Pharmacokinetically-guided dosing of pemetrexed in a patient with renal impairment and a patient requiring hemodialysis.

OBJECTIVES: Pemetrexed is indicated for non-small cell lung cancer and mesothelioma. Dosing is based on body surface are (BSA), while renal function is the only determinant for exposure and thus toxicity. BSA-based dosing introduces large variability in exposure and may lead to (hemato)toxicity in patients with impaired renal function. Therefore, pemetrexed is contraindicated in renal impairment. The presented cases provide proof-of-concept for pharmacokinetically-guided dosing of pemetrexed in a haemodialysis patient and a patient with mild renal impairment.

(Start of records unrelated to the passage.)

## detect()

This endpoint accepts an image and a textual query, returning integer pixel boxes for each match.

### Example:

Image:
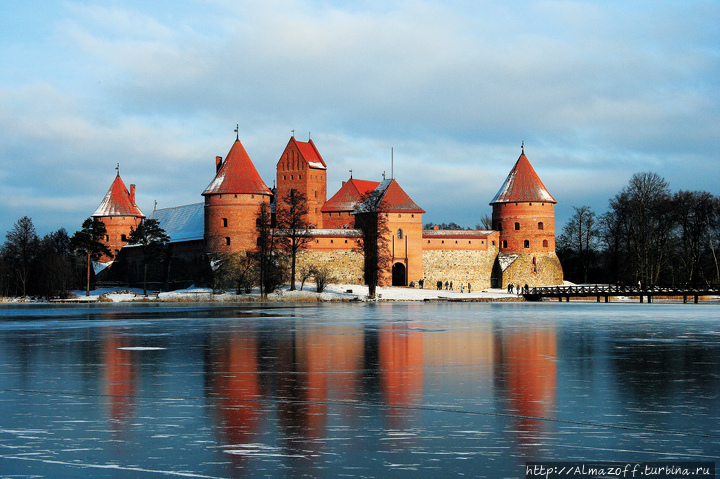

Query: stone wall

[295,250,365,284]
[423,246,498,291]
[502,253,563,288]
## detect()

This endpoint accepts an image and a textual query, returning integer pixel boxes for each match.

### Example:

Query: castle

[92,136,563,290]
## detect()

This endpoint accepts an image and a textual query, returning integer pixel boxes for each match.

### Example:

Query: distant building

[93,137,563,290]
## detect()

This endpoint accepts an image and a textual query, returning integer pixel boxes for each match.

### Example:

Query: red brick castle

[93,136,563,290]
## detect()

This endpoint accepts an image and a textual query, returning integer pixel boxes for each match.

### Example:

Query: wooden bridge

METHODS: The pharmacokinetic target was an area under the concentration-time curve (AUC) of 123-205 mg·h/L. Using a previously developed population pharmacokinetic model, individual pharmacokinetics were estimated. RESULTS: Both patients had an exposure above target after the initial dose, but a proportional dose reduction resulted in a therapeutic exposure in both patients (185 and 166 mg·h/L, respectively), that was well-tolerated. Interestingly, a threefold increase in systemic clearance of pemetrexed was observed during hemodialysis (from 1.00 L/h to 3.01 L/h), which approximates the population clearance of pemetrexed. CONCLUSION: Altogether, we showed that pharmacokinetically-guided dosing of pemetrexed may be a feasible strategy for patients with lung cancer and renal impairment.